The film certainly has its memorable moments, some of which come from the comic relief added to otherwise bleak situations. When a young German soldier crosses one of the bridges, white flag in hand, offering the option of surrender to a ragtag band of British troops, vastly outnumbered and outgunned by fresh German reinforcements, the British commander says "I'm sorry, but we just don't have the facilities here to accept your surrender… was there anything else?"
Also, many of the battle scenes are impressive -- the parachute drop alone with dozens of planes and hundreds of paratroopers convincingly presents the illusion of a real WWII battle. But the film would probably have worked better edited a bit more tightly. A few fewer gratuitous shots of wounded men perhaps? At three hours, the film feels a little bit plodding, and lacking in suspense. Still a remarkable cinematic achievement, but with the high production values and star power, I expected more.

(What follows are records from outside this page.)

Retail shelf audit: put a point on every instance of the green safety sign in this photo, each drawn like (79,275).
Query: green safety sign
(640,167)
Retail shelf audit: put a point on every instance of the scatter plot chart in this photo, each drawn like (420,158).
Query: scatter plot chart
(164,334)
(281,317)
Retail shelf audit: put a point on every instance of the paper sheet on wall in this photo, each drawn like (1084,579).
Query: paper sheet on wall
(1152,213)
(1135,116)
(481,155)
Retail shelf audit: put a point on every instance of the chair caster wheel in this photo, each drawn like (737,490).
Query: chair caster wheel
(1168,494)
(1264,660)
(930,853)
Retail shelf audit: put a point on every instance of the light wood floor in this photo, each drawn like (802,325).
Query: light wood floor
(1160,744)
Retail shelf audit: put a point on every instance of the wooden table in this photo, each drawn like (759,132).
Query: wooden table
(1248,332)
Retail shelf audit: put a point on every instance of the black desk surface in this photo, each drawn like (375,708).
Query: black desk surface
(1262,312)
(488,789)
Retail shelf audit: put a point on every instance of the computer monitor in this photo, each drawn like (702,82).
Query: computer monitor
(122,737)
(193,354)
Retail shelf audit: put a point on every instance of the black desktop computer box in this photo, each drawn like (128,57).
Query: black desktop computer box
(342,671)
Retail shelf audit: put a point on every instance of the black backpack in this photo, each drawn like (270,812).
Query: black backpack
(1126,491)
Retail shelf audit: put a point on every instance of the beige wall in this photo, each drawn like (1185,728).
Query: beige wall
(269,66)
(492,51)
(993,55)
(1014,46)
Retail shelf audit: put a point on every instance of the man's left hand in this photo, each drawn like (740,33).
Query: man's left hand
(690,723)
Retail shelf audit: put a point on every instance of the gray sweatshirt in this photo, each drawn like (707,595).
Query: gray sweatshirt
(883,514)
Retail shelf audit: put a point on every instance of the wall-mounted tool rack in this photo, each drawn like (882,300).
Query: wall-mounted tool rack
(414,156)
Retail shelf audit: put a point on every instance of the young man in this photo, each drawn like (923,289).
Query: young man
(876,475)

The 1080p widescreen transfer (letterboxed to 2.35:1) uses the inefficient MPEG2 codec, but it dedicates nearly the entire two layer disc to the film, which generates respectable results. It seems like they may have applied a bit of noise reduction to the print as it's quite clean, perhaps overly so, with no dirt or visible flaws, but also none of the film grain that would lend it a more cinematic feel. It's definitely high definition and is good enough not to stand in the way of the film, but it's not the best we've seen, even on films of its era (late 70s).
The film's soundtrack has been re-mastered for Blu-ray Disc in DTS-HD Master Audio 5.1 Surround. But just because you have a high quality lossless format doesn't automatically guarantee a high quality audio mix. Dialog is clear and intelligible but levels are a bit dodgy with great discrepancies between spoken word, music and mortar fire. You could say this is a sign of extended dynamic range but it seems more uneven than that. Music is also a tad bit shrill, and lacking the warmth and power that it could have, properly mixed. And the bass, while solid, never extends into the depths as on titles such as Master and Commander. Overall, audio is OK, but certainly not reference quality.
The extras are about as thin as it gets - a theatrical trailer for the film plus trailers for a few other war films from Fox (Platoon, Windtalkers, Flyboys). That's it.
As a film, A Bridge Too Far has its problems, but overall, it's enjoyable and certainly includes some impressive acting, sets and cinematography. As a Blu-ray Disc, the film is somewhat less impressive with a decent video transfer but unexciting audio and virtually no extras. This title came out on Blu-ray along with a handful of other classic WWII films, just in time for Father's Day. And if your father served in a war or is a military buff or lover of military films, he might appreciate this as a gift, but for the rest of us, a rental is probably a better option.